2)  I may someday be too blind, I’ll definitely one day be too dead, but I’ll never be too old to enjoy a quick glance at bouncing boobs on a treadmill.  Sorry, ladies.  Nothing personal.  If it makes you feel better, if instead of the standard ESPN talk shows on the cardio room TVs they’d been replaying this weekend’s World Superbike races (or, better yet, the last three laps of the Catalunya GP last weekend – gotta love the Italian announcers, eh?) I’d have never even noticed.

3)  Like a landing, any first workout you walk away from is a good one.  Am I right?


10 Responses to Survival!

  1. Kimmothy says:

    Yeah! (I almost wrote “You go, Boy!” but I hate when that saying is applied to girl, so I’ll refrain). That’s so cool your weight was lower than you thought – I had the exact opposite thing happen when I first stepped on the scale last week and wasn’t prepared for the shock.
    My only complaint about the bouncing boobs – you guys usually do get some good eye candy at the gym, while all we ever get are scary sweaty old round pimply gay or just plain ugly things to look at. I don’t blame you – I always look at the boobs too.

    • dyskinesia says:

      She meant to say, “Umm, except for you, of course!” 😉

      (sorry, falling all over myself laughing at that one — and no, baby, you only fit the “sweaty” part, hehehe)

    • Taoist Biker says:

      Kim – go work out at the university gym and the eye candy will be better. I sw’ar’s it. I go to the just-off-campus, ratty-ass, three-generations hand-me-down equipment gym because the meat market atmosphere of the really nice gym drives me nuts.

  2. crisitunity says:

    Finnish folk-metal?

    …Uh, I mean, good for you! Although the endorphins may be disguising what you’re going to feel like tomorrow…

  3. Laura says:

    Sigh. I’m so jealous. I wish *I* was eleven pounds lighter than the weight I anticipated I was when stepping on the scale. Usually it’s like, 3 lbs more in reality.

    Now. Do you do that, “UUUUUNNNNNNNNGGGGGGGHHHHHH” thing when you lift weights? If you DON’T, you totally have my permission to look at bouncing boobies. Though, hmm… I’m thinking Dys can veto that permission.

    • dyskinesia says:

      He can look at them all he wants as long as I’m not there. And no touching. And besides, they’re all young early college-type girlies, which makes him nigh a lecherous old man. By all means, look to your heart’s content. 😀

    • Taoist Biker says:

      I don’t do that. Haven’t I ever told that story to you? I should relay it in a full post sometime, but long story short, during one of my workouts a few years back, a couple of young and fairly buff-lookin’ college guys came in. They situated themselves on the preacher curl bench, right in front of the ponytails on the treadmills, and proceeded to load up the bar with obscene amounts of weight. I’ve never seen 45-pound plates on a curl bar before, and they added to that. I waited to see what would happen.

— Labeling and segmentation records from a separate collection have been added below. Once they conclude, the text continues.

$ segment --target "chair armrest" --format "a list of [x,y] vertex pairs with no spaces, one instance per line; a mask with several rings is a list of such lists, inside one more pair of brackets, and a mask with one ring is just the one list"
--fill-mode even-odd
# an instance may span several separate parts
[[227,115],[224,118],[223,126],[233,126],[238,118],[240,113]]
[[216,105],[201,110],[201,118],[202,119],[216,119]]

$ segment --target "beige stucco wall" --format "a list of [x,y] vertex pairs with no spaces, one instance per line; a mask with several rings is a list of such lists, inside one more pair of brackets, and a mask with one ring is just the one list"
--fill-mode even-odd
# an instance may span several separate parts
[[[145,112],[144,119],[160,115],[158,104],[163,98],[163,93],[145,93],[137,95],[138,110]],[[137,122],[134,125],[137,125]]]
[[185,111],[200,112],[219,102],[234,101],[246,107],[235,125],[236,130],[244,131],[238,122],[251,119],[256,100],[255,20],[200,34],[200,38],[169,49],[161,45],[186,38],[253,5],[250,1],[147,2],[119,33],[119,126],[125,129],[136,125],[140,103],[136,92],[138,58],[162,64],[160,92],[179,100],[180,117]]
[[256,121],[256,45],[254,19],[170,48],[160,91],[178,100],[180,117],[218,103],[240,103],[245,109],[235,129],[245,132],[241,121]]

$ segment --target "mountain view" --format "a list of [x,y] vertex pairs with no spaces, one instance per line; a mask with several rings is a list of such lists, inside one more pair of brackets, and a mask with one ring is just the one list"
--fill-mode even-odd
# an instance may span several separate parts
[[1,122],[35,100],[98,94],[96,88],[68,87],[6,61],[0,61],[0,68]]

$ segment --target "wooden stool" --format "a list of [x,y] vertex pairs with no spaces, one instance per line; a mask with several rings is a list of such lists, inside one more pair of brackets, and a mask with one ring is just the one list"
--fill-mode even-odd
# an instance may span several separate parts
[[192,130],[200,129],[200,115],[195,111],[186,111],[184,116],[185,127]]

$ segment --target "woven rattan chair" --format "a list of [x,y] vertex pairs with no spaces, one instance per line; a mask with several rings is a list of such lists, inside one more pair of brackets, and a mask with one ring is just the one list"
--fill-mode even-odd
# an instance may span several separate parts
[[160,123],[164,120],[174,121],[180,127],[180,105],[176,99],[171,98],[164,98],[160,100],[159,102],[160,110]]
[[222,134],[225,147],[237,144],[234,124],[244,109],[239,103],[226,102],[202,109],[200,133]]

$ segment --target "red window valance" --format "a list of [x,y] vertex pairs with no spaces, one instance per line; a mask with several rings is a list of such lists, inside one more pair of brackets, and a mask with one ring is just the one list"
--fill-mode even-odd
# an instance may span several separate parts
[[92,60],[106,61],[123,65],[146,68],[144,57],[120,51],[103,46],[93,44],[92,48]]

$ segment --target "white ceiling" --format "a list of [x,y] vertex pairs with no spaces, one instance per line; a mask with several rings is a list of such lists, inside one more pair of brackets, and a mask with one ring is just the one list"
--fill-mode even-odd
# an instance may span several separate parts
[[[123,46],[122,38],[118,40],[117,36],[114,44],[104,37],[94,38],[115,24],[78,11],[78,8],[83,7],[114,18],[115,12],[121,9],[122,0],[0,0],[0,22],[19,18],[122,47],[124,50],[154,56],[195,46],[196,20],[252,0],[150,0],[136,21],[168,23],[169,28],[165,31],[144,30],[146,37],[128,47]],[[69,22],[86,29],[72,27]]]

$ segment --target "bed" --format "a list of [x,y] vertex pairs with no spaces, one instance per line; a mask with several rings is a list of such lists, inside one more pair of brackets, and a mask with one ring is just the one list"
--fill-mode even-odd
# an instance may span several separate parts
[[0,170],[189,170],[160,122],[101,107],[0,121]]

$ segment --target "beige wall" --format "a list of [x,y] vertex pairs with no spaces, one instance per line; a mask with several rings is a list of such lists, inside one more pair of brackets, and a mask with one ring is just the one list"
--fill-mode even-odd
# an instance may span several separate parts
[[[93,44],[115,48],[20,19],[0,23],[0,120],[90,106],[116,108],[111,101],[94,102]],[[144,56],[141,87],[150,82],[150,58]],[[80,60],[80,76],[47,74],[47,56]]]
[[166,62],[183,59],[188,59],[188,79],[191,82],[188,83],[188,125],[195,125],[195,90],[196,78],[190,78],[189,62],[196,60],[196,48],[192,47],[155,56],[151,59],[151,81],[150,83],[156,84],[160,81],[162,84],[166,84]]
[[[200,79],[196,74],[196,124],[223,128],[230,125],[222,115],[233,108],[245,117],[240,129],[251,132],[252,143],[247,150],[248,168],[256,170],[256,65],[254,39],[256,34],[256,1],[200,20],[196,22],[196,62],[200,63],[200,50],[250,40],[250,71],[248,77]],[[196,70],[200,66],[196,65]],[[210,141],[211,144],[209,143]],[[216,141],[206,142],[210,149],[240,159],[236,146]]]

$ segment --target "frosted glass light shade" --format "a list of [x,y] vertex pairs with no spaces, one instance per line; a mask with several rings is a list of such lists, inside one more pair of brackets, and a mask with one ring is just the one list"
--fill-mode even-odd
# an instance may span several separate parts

      They spent about 20 minutes doing curls, grunting and groaning for the audience while the spotter screamed and shouted and smacked the lifter in the shoulder so forth (the N-word was used loudly and liberally – both young men were black). Then they left and I never saw them again. The kicker? Put your right fist to your right shoulder. Now straighten your elbow until it’s a foot from your shoulder. THAT was the range of motion for their entire workout.